Each time we returned to singing, she would stress the fundamentals as if I were learning them for the first time. Still, she didn’t want to push me too hard or too far. She would always wait until I exercised the appropriate amount of vocal control before moving on to the next movement, song, or style.
I’m overjoyed to hear that our years of effort have finally paid off. More truly, though, I chafe at the purposefully slow rate at which I have been gaining magical competence. Asherti Onlarion has shown me diagrams of common mystical patterns; she’s explained and demonstrated conventional scores that weave through and around the cosmic design; she’d even lend me her own training exercises during her tours. Not once have I handled the fabric of magic. Dimitri, on the other hand, was already studying and casting minor spells by his teens.

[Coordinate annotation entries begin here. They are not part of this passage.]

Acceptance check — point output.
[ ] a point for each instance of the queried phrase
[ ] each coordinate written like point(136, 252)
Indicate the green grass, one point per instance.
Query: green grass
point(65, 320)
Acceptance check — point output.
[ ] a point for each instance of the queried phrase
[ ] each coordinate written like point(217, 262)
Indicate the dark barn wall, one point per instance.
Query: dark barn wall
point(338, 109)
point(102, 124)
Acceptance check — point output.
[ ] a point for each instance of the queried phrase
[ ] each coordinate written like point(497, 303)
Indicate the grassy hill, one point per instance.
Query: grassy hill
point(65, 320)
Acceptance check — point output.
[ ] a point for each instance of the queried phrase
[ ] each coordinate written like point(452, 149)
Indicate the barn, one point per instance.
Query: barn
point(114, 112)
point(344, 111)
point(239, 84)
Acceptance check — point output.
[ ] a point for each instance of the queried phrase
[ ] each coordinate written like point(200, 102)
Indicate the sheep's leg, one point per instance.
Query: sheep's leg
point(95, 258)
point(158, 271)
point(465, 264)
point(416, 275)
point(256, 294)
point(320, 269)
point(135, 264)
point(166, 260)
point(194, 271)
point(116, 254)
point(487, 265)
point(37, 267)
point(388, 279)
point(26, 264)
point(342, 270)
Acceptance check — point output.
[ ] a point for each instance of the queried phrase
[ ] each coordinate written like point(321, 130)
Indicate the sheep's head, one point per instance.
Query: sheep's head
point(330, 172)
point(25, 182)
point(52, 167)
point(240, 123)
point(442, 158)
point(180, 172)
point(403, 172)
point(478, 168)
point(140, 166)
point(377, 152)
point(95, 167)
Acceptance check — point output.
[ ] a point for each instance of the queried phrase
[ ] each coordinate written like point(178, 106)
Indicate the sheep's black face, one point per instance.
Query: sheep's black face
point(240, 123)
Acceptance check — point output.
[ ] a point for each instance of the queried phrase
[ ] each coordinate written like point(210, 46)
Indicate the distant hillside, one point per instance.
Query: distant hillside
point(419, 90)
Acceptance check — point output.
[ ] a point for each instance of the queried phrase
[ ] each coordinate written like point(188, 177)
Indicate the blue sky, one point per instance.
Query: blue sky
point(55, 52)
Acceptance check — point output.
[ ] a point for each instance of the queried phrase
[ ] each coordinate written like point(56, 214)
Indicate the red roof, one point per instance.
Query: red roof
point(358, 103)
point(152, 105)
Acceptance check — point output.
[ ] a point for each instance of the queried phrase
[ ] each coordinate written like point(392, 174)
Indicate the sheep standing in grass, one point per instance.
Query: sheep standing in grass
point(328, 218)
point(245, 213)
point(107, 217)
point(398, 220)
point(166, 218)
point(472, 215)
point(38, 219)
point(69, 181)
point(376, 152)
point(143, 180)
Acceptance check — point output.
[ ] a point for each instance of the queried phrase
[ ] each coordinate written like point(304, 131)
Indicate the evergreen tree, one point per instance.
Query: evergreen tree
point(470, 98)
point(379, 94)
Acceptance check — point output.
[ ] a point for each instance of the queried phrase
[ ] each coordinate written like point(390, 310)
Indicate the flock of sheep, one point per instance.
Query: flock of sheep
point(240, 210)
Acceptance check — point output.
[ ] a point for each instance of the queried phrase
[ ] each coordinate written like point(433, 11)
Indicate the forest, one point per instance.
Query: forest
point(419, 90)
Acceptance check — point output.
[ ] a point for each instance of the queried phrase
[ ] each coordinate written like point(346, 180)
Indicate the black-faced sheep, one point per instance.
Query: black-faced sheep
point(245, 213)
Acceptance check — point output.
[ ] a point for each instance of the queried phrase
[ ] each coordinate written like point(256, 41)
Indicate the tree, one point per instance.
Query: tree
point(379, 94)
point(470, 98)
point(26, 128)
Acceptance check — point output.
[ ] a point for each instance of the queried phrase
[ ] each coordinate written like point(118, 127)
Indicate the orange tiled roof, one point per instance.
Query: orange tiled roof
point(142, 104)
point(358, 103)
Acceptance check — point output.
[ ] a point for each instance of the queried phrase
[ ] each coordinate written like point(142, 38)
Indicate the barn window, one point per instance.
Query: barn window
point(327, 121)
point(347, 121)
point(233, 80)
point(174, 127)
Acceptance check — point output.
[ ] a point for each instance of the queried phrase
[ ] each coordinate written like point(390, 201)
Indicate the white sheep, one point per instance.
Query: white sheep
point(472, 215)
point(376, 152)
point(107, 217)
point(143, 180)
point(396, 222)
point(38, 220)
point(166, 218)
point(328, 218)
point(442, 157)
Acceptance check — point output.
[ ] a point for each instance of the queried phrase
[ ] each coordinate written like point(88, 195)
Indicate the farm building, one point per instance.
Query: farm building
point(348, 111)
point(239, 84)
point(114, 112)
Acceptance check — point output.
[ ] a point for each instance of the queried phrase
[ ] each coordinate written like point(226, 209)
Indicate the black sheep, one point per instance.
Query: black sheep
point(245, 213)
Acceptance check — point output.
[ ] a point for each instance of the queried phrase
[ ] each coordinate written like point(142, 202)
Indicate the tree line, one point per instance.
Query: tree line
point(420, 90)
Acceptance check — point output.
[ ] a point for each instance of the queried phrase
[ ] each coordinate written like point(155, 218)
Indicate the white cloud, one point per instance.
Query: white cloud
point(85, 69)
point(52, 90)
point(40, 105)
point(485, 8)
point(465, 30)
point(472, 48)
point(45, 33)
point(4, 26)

Perhaps Asherti Onlarion is proficient in teaching the elven traditions of magic, but I won’t live as long as she will, or even as long as she has. I’ve been responsible with her notes so far, but I may attempt to songcast on my own if we don’t start serious lessons soon.
I bow. “Thank you very much, Asherti Onlarion.” I push my glasses back into place as I rise.
Asherti Onlarion closes the music folder on my music stand. She paces in front of me.
“As impositionists, our power does not come from what surrounds us; nor should we rely on libraries of arcane symbols or shamanic rituals. Our magic is rooted in our will. We need only to know ourselves, to control ourselves, in order to glimpse the cosmic design around us and alter it.”
Asherti Onlarion stops and looks into my eyes. A thin smile creases her lips. “Would you like to glimpse the design, now, Miss Klóe?”
My jaw drops open. I look to Judah at the rehearsal room doors.
He looks up from his notebook, to my teacher, then back to me.
“Yes!” I squawk before Asherti Onlarion can retract her offer. “Yes, absolutely!”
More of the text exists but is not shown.